May 8, 2009

Treating Chigger Bites

Posted in Category : Common Ailments

Chigger bites can be most annoying and terribly itchy. You first see them as red bumps on your skin. Then the itching begins, and soon you can see more red welts. The soft folds of skin at the feet, ankles, groins, neck, elbows and armpits seem to be the targets. The itching lasts for a few days, or even a few weeks.


Chiggers are the young of a specific mite – the Trombiculidae. This mite is actually vegetarian, but in its larval stage, when it is known as chiggers, it sucks blood of warm-blooded animals. The chiggers are bright red in color and so tiny that a hundred can fit into an area of one square inch. After they are full of blood, they turn a yellow color.

The itching of a chigger bite is caused by its saliva, which it injects into the skin of its victim. This saliva has a digestive enzyme, which is powerful enough to dissolve the cells of the skin. A chigger takes hours to feed and is constantly injecting saliva while it is feeding. After some time, the skin reacts to this corrosive saliva by forming a hard tube-like structure, which is called stylostome. This appears as the itchy red welt, and it is not the body of the chigger as some people mistakenly believe.

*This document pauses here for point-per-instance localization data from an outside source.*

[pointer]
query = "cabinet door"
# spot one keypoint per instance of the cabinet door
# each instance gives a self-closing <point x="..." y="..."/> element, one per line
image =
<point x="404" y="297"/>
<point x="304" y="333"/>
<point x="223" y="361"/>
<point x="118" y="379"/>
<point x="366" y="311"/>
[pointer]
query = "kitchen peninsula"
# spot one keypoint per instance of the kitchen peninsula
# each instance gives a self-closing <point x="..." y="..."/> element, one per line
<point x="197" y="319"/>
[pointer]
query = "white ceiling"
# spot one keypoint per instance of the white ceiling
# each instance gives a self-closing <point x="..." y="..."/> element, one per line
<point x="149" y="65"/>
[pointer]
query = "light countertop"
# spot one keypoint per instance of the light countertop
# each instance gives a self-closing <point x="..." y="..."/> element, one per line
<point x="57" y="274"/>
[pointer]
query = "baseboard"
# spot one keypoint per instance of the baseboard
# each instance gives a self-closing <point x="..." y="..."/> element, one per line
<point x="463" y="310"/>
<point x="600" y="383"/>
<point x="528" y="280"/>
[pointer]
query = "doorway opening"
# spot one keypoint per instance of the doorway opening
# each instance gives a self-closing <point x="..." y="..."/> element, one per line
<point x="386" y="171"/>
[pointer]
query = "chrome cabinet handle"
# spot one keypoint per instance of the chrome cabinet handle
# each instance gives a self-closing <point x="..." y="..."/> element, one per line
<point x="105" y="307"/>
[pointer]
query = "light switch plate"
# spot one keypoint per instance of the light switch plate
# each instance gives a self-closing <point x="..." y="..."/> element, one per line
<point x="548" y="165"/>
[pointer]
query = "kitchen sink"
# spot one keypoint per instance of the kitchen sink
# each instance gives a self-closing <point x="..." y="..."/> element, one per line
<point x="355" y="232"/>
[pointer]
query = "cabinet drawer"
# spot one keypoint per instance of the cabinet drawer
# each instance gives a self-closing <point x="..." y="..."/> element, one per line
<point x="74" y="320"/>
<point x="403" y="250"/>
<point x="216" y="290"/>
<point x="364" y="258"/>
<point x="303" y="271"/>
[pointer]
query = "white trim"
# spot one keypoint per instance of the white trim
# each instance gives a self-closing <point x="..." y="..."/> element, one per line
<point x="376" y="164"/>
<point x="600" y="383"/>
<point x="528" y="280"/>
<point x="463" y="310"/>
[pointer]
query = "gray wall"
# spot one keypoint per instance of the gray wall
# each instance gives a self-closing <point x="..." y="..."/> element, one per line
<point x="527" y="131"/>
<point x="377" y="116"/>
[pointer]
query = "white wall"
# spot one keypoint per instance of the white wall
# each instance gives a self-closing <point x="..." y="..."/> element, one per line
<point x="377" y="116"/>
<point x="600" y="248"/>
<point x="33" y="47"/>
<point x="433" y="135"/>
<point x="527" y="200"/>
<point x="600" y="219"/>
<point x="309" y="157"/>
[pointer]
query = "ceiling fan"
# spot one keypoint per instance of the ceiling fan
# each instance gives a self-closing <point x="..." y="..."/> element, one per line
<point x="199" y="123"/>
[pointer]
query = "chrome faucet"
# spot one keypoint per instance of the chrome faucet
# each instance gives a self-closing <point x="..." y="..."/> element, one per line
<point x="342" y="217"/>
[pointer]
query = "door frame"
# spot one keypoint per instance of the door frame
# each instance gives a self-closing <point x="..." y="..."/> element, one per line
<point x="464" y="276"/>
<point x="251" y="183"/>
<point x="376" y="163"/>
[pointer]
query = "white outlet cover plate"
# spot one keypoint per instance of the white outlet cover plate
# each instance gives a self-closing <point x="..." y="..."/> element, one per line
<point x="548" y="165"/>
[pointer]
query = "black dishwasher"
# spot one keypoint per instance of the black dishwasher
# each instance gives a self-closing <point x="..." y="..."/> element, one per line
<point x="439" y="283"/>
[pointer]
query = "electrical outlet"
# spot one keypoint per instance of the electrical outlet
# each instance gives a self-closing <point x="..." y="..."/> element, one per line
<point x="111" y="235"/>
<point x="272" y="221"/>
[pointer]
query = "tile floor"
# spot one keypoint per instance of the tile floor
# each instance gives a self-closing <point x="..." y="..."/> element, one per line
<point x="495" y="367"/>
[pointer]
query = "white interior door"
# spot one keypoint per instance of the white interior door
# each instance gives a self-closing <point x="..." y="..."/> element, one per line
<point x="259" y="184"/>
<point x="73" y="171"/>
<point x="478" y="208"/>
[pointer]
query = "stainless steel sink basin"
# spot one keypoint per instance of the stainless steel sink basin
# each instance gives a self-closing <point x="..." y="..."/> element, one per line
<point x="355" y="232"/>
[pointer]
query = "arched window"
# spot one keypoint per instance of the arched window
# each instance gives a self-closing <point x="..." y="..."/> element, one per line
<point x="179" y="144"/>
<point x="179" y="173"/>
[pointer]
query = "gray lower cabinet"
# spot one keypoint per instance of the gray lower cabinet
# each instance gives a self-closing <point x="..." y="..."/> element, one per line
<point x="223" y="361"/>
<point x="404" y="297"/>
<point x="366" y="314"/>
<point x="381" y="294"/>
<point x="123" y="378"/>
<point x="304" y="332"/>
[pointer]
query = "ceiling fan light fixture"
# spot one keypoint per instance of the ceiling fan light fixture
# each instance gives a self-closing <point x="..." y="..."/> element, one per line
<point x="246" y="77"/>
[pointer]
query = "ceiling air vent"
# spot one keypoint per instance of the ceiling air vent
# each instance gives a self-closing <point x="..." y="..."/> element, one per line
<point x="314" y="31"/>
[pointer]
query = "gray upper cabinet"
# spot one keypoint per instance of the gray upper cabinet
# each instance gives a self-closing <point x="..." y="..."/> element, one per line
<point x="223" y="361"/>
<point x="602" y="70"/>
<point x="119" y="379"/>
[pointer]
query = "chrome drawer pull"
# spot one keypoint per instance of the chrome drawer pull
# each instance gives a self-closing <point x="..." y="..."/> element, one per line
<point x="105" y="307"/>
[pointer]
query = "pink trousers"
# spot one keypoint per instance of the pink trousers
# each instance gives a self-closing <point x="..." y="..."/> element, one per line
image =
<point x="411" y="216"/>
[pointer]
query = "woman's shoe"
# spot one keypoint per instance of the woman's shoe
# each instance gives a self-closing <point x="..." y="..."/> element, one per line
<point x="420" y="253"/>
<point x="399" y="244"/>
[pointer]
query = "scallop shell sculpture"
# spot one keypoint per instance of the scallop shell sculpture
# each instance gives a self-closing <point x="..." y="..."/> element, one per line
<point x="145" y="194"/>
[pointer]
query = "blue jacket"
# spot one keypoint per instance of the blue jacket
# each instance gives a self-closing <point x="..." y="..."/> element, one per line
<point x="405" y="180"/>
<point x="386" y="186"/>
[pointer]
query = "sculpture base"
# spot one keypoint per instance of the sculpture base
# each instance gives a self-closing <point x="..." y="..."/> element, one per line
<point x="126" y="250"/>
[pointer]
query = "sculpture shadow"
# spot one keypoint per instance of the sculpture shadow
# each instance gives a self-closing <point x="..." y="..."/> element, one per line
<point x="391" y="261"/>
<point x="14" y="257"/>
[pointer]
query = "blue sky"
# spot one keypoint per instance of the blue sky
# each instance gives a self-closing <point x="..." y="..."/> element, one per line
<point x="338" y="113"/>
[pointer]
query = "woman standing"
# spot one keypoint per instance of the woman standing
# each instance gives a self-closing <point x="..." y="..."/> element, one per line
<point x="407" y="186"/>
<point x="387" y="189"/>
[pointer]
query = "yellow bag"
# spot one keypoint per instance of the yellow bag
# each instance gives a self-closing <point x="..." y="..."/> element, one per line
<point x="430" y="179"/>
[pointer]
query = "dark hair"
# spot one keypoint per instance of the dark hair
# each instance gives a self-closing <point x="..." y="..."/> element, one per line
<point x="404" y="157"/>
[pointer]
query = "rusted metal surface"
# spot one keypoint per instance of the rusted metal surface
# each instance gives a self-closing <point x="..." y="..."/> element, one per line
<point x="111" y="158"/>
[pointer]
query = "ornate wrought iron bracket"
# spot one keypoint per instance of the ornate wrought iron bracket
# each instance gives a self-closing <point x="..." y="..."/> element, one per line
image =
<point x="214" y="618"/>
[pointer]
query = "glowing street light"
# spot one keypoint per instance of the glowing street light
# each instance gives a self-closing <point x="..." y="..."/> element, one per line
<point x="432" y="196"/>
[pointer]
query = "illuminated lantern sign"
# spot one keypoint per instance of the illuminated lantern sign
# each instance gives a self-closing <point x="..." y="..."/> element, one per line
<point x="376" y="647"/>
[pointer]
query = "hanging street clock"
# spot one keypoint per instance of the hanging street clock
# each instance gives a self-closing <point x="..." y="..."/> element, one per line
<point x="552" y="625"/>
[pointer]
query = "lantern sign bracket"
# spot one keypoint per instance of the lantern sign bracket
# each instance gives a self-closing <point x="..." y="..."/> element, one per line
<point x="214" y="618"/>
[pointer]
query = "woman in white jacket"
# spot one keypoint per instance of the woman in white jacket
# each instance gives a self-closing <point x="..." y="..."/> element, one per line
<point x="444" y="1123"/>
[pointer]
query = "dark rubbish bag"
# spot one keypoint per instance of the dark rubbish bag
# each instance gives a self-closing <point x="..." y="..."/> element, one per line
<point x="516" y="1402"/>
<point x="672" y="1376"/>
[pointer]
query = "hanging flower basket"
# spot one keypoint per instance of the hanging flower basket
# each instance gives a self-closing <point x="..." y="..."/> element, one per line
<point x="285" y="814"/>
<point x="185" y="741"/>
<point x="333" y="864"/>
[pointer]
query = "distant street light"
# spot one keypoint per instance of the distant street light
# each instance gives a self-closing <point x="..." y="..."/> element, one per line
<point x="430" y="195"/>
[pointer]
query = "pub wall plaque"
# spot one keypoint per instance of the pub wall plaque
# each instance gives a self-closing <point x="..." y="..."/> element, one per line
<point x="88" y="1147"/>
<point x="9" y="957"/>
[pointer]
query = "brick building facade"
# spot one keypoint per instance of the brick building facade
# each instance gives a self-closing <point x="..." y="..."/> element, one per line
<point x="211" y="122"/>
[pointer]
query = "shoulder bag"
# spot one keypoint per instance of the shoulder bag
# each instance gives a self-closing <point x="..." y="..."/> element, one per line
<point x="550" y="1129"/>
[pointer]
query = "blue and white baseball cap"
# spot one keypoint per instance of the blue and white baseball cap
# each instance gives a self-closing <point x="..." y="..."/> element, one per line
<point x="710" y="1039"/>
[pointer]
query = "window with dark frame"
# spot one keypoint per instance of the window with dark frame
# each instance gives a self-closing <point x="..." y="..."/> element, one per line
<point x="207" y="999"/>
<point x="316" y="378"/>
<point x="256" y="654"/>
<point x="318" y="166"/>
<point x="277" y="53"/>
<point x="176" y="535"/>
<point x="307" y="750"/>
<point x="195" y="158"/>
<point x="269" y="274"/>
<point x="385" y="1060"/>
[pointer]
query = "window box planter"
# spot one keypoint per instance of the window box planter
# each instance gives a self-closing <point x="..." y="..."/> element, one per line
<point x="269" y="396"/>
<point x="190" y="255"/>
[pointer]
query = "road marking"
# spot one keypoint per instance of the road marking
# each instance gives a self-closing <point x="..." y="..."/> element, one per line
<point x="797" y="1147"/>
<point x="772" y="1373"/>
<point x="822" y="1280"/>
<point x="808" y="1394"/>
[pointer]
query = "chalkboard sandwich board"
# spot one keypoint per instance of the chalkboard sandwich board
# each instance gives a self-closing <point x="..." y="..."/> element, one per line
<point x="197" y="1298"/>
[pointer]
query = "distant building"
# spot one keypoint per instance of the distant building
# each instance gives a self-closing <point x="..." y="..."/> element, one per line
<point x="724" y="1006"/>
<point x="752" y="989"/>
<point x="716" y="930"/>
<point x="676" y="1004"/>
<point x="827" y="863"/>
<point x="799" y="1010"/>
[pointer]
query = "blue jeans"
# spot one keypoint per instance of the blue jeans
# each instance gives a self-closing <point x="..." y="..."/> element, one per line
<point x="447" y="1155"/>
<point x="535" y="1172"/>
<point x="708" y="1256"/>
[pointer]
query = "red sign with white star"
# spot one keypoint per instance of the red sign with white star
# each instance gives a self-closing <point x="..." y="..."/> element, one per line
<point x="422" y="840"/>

Some people believe that applying nail polish on the bite will suffocate the chigger and kill it. Similarly they believe that bathing with alcohol, gasoline, turpentine, bleach or salt will kill the chigger under the skin, but it doesn’t really work that way.


As chigger bites will inevitably take at least 10-14 days to subside and will inflict intense itching, preventing the bites is a better idea.

  • Chiggers are generally known to inhabit woody, grassy areas. So, keeping your lawns, backyards and surroundings clean is the first step, especially if you are planning any backyard activity.
  • When going for a trek in the woods, wear suitable clothes so that chiggers cannot get to your skin. Wear full sleeved shirts with tight cuffs and long trousers with the ends tucked into your boots. After you get back home, change your clothes immediately and take a long soapy bath, scrubbing yourself properly to wash off any chiggers which might have clung on.
  • Applying mosquito repellant on the exposed skin near your throat, elbows, ankles and wrists may also prove helpful.
  • Chiggers cannot tolerate sulphur, so you can also dust some sulphur (or a mix of sulphur and talcum powder) on the exposed areas of skin. But first take care to test that you are not allergic to sulphur.


Do not try to remove the stylostome as it will dissolve in a fortnight’s time.

  • Scratching too deeply may cause secondary infection, which is far worse. So simply apply some antiseptic on the bites.
  • Applying a lotion or calamine will also prove soothing and subdue the terrible itch.
  • An ice pack also soothes the bite area.
  • The first step after a chigger bite should be to wash the area thoroughly with warm water and soap.
  • Baking soda has soothing properties. You can either mix it in your bath water or make a paste and apply it on the bite after your bath.
  • Moisten an aspirin tablet and rub the bite area with it. It will give relief from the itching and pain.